The two folks most involved in making this possible have been Adam Rompel (aka Mr. Sweaterspotter) and Kristin Blom. You’ll see Adam modelling, but generally, he’s there as all round life and tech support – we’re a good team. Kristin has provided the smart, satisfying and knitterly design layout of the book adding fun, geometric illustrations to the pages, as well as all sorts of moral and intellectual support behind the scenes. I couldn’t do what I do without each of them.
Why make a book?
Books are wonderful things. They are such a comforting way to experience images and ideas. It’s a really nice way for me to be able to guide how you experience my patterns. Something about the tactility of a book goes well with knitting. You can scribble on them too – I made sure the paper I used was write-on-able. I love finding old knitting patterns in charity shops with someone’s notations on them (about how they tweaked the pattern or just kept track of their progress). And it’s lovely to get a nice package through the post, even if you did order it for yourself.
Will the patterns be available to purchase individually as downloads?
Maybe one day. I didn’t make any of the Penguin patterns available individually until their second anniversary. Making a book is a huge gamble and investment, both in regards to the time and work put in, but also the finances of doing a print-run big enough to makes sense. I suppose I’m a little scared that I’d be left with a studio full of books if I had both options. Mostly though, it’s because I’d like it to be experienced in book form, because that’s what we’ve worked so hard to make. Seeing and feeling a real book IS a different experience. Kristin and I did a lot of thinking about how to make this a really joyous book to hold and use.

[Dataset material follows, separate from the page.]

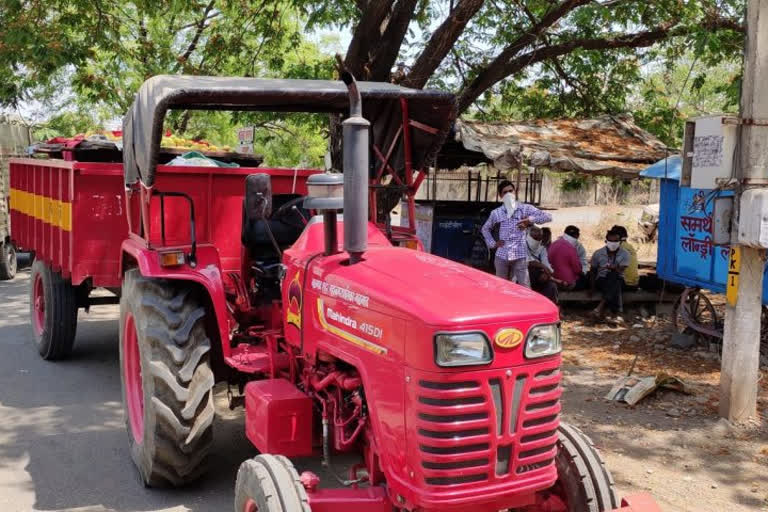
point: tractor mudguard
(207, 273)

Of course, if we’d had a bigger budget to play with, it would be a hardback and come with a secret gin compartment.
You’ve suggested hashtags to use for each pattern in the book. Isn’t knitting too old fashioned for something as zippy as hashtags?
A big portion of the knit community has been really quick to adopt all manner of new technology. I think we’re inherently a social lot and digital technology is just another way to communicate. A good portion of my knitting community has its hub on Instagram and the hashtags make it easy for us to find and celebrate each other’s projects. Plus I’m really curious to see what people make from my patterns and this will help me find them. I wouldn’t write patterns if I wasn’t!
Celebrating! I’m excited to see Marlisle and the book go out into the world. I am so curious to see whether people will connect to the technique as much as I have. I find it so inspiring. Marlisle is simple and visually guided, yet creates so many possibilities.
See you at the party Ja, Wol is giving for me and the book on the 23rd of Febrary!!
After the party we'll start a Marlisle KAL. Rules will be specified in our Ja, Wol group on Ravelry, but we love the thought of using one yarn from stash and one local yarn. Meaning locally produced or bought from your LYS.